L’altra Basilicata: laboratori di esperienze, natura e radici autentiche
Pietrapertosa, a volo d’angelo nel borgo verticale
È il comune più alto della Basilicata, con i suoi 1.088 metri di altitudine, e uno dei centri più riconoscibili delle Dolomiti Lucane. Inserito nel Parco di Gallipoli Cognato, Pietrapertosa si distingue per una morfologia unica e immediatamente riconoscibile alla vista, con le abitazioni che si sviluppano direttamente nella roccia arenaria, seguendo un andamento verticale che definisce l’intero impianto urbano. Il centro storico si presenta con una rete di scale, vicoli e stretti passaggi che impongono ai turisti una visita rigorosamente pedonale. Il Quartiere Arabata è il nucleo più antico, caratterizzato da architetture rupestri e da una disposizione compatta degli edifici mentre fra i principali punti di interesse troviamo la Chiesa Madre di San Giacomo Maggiore e il Convento di San Francesco d’Assisi, uno dei complessi religiosi più rilevanti dell’area per il suo patrimonio artistico. Alla tradizione gastronomica montana e contadina sono legate esperienze autentiche come la rassegna “I Sapori d’Autunno”, mentre chi sceglie di giungere a Pietrapertosa per apprezzare la sua cucina non può mancare di assaggiare i peperoni cruschi, la rafanata, i cavatelli e i frizzuli, oltre ai latticini derivati da allevamenti ovini locali.
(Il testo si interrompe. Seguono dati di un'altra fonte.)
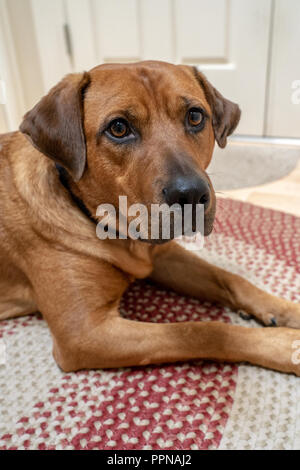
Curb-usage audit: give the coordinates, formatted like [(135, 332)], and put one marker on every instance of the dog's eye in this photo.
[(119, 128), (195, 117)]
Per gli amanti delle esperienze all’aria aperto, infine, una delle attività più note e ambite è il Volo dell’Angelo, un sistema di teleferiche che collega il borgo a Castelmezzano; gli appassionati di percorsi attrezzati e itinerari escursionistici hanno invece i loro punti di interesse nella Via Ferrata Marcirosa nel Percorso delle Sette Pietre e nel sentiero delle Rocce Gemelle.